Author Natasha Diaz Wants Us to Know Black Jewish Stories Matter

When Natasha Díaz discovered her debut novel was excluded from a Black Jewish book list, she went to Twitter to air her frustrations that led to a conversation on multiracial Jewish literature.

Natasha’s young adult novel Color Me In features a sixteen-year-old protagonist who moves in with Black mother’s family after her parents divorce, but her White Jewish father wants to throw her a belated bat mitzvah. The change in surroundings and circumstances heightens the racial and religious intolerance, according to the publisher Penguin Random House imprint Ember, but the teenager who’s usually quiet tries to find her voice amid the noise. On her author website, she says the book is “inspired by my experiences as a white passing, multiracial woman.”

In June, Natasha tweeted she had submitted the book that was first published in 2019 to the Association of Jewish Libraries for inclusion in its list of Black Jewish literature in light of the George Floyd protests. She said the association refused to add her book to the list.
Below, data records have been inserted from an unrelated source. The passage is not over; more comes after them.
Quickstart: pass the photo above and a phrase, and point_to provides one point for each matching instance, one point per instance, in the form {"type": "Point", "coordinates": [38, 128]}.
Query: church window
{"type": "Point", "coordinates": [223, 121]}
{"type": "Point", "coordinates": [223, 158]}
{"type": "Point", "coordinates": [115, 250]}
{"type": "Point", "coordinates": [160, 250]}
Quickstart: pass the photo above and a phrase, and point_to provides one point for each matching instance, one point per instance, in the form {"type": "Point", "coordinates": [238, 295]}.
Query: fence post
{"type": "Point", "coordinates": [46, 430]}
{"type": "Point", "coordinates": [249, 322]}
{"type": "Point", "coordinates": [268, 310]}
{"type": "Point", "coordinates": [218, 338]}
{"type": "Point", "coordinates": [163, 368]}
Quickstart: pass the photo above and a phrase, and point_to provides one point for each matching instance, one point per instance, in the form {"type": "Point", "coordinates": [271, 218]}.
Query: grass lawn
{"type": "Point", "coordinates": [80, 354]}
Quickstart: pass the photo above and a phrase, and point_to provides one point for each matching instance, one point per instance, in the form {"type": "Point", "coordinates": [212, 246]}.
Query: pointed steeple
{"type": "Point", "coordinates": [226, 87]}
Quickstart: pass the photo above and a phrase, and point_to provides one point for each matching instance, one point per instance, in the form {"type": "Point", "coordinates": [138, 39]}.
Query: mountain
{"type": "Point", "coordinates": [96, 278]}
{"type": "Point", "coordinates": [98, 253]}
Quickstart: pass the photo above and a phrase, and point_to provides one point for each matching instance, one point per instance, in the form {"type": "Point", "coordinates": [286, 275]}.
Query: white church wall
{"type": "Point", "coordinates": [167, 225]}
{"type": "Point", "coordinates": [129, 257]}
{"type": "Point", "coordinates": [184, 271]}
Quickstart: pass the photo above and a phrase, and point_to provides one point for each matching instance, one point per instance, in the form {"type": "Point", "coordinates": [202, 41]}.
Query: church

The Association of Jewish Libraries created a list that includes the YA best-seller Little & Lion by Brandy Colbert, which comes from Little, Brown & Co. Books for Young Readers about a Black girl who’s trying to deal with her White Jewish stepbrother’s mental illness. The list is the seventh installment in the association’s Love Your Neighbor series, an initiative to promote works by Jewish authors in the aftermath of the 2018 Tree of Life Synagogue mass shooting in Pittsburgh.

By mid-June, Natasha started a campaign asking for followers to amplify Black Jewish writers whether they were published or unpublished. Within two months, she penned the article “What It’s Like to Be a Black Jewish Writer” in Alma, a digital media outlet focused on pop culture content about Jewish women.

I never read a character who was grappling with where to fit, how to own her whole self, and also how to take accountability for white presenting privilege, in a book. Yes, it’s a lot, but it’s my life, and while I was so incredibly proud to learn my book was “a first,” I couldn’t help but also feel infinitely sad that my Black Jewish experience, which is so impacted by my proximity to whiteness, is the only one to travel through the traditional publishing channels and represent young Black Jews in children’s literature.

In the article, she has a roundtable discussion that includes Marra Gad, the author of the award-winning memoir The Color of Love: A Story of a Mixed-Race Jewish Girl from Agate Publishing, and Rachel Harrison-Gordon, the filmmaker behind Broken Bird about a Black Jewish girl preparing for her bat mitzvah. Also in August, Natasha was interviewed by the Jewish Book Council and discussed her book’s impact.

Perhaps one of the most visible Black Jewish authors is Rebecca Walker, the daughter of writing legend Alice Walker, who wrote about her multiethnic upbringing in her first memoir, Black White and Jewish: Autobiography of a Shifting Self, published by Penguin Random House in 2002. Rebecca is the author and editor of seven books, including a debut novel called Adé: A Love Story, originally published by Houghton Mifflin Harcourt Publishing Co. and Amazon Publishing Co. in 2013. A year later, pop icon Madonna was set to direct a film based on the book.

Meanwhile, Natasha continues to discover and elevate multiracial and Black Jewish writers on social media who still battle deep-rooted hatred from within the White Jewish community and antisemitism outside the community.